Lexical was specifically designed for large documents. Its immutable editor state and minimal reconciliation mean it only re-renders text ranges that actually changed — not the whole document. Meta has validated this at scale in Facebook's comment composer, Instagram captions, and Messenger, all of which handle millions of daily active users. If your use case involves user-generated content at scale, Lexical's rendering model is meaningfully more efficient.
Slate.js performance depends entirely on how you implement rendering. Because Slate hands you full control over renderElement and renderLeaf, you can implement virtualization for long documents. Teams building code editors or structured editors with Slate often implement virtual rendering to handle 10,000+ line documents. This flexibility is Slate's superpower for specialized use cases.
Storage Format and Database Persistence
How editor output maps to your database schema is a practical concern that often gets overlooked during library evaluation.
Tiptap JSON is a clean, versioned document structure that maps well to PostgreSQL JSONB or MongoDB documents. The schema is stable across Tiptap versions (minor changes only), making it safe to store long-term. Tiptap's HTML output is also reliable — useful for email rendering or legacy system integration.
Lexical JSON is also structured and stable, but the format is Lexical-specific. It encodes node types and their properties, which means your stored documents are tied to the specific node types you've defined. If you add a new node type, existing documents don't break — they just don't have the new node's data. Serializing to markdown or HTML requires additional serializers.
Slate JSON is fully custom — you define the schema, so the stored format is exactly what you need for your domain. This is ideal if your documents aren't generic rich text (structured forms, content blocks, schema-validated templates). The tradeoff is that you own the migration path if your schema evolves.
Quill Delta format is the most constrained. Deltas are a sequence of insert/retain/delete operations that represent transformations from an empty document. While compact, deltas don't map naturally to a tree structure, making it harder to query specific content sections from a database. Most teams migrating off Quill cite the Delta format as a primary motivator.
Choosing Based on Team Profile
For product teams building a general-purpose content editor (blog, docs, CMS, newsletter): Tiptap is the right choice. The extension ecosystem covers 95% of use cases, collaboration is first-class, and the React integration is excellent. The cost of Tiptap Pro extensions (AI assist, content browser) is often justified by the development time saved.
For teams building voice-of-the-customer tools, social platforms, or messaging apps where the editor is not the core product: Lexical. It initializes fast, handles concurrent edits efficiently, and doesn't require installing a heavy extension ecosystem for basic rich text. Meta's backing means it will be maintained for the long term.

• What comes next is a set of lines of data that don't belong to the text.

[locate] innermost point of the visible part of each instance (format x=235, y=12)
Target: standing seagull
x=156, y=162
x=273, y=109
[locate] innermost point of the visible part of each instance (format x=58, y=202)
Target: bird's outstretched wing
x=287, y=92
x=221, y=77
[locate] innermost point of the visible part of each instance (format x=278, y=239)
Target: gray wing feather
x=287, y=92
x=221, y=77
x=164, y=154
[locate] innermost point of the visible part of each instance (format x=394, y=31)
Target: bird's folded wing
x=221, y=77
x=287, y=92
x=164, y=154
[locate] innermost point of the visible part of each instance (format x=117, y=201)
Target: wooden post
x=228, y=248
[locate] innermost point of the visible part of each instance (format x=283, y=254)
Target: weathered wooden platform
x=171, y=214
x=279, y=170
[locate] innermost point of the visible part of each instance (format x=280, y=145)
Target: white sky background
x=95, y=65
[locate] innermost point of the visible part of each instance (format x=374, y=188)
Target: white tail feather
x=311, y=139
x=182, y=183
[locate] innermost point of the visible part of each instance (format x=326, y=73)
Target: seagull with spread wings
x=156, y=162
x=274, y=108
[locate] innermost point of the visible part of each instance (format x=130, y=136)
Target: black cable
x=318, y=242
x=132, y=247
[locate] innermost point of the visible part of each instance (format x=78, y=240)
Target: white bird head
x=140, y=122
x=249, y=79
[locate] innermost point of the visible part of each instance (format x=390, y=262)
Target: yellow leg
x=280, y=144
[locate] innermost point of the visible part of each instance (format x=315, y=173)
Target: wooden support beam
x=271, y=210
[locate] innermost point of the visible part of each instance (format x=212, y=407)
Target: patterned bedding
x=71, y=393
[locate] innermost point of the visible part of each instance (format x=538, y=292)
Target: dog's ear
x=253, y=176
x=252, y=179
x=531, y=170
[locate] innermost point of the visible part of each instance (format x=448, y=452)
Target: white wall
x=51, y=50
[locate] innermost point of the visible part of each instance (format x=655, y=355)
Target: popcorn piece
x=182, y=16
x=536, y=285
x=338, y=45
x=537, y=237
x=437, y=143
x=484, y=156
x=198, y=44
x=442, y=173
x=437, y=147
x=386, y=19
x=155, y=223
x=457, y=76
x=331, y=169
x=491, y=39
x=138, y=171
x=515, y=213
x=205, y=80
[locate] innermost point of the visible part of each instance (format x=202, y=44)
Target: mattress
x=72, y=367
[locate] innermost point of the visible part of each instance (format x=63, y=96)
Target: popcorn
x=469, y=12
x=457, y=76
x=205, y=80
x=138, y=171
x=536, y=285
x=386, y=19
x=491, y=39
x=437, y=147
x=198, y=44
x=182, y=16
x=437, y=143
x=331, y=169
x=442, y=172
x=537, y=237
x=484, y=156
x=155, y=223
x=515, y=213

For teams building specialized document editors — legal contracts, technical specifications, structured data entry, code notebooks — Slate.js is worth the investment. The ability to define an arbitrary document schema means you can model your domain precisely, not approximate it with generic rich text constructs.
For teams maintaining legacy applications that can't afford a full migration: Quill is still functional. Don't break what works. Plan a migration path for the next major feature cycle.
Methodology
Download data from npm registry (weekly average, February 2026). Feature comparison based on official documentation for @tiptap/core v2.x, lexical v0.19.x, slate v0.104.x, and quill v2.0.x. Bundle sizes from bundlephobia for core packages only. Collaboration feature comparison based on official Y.js integration guides and community implementations.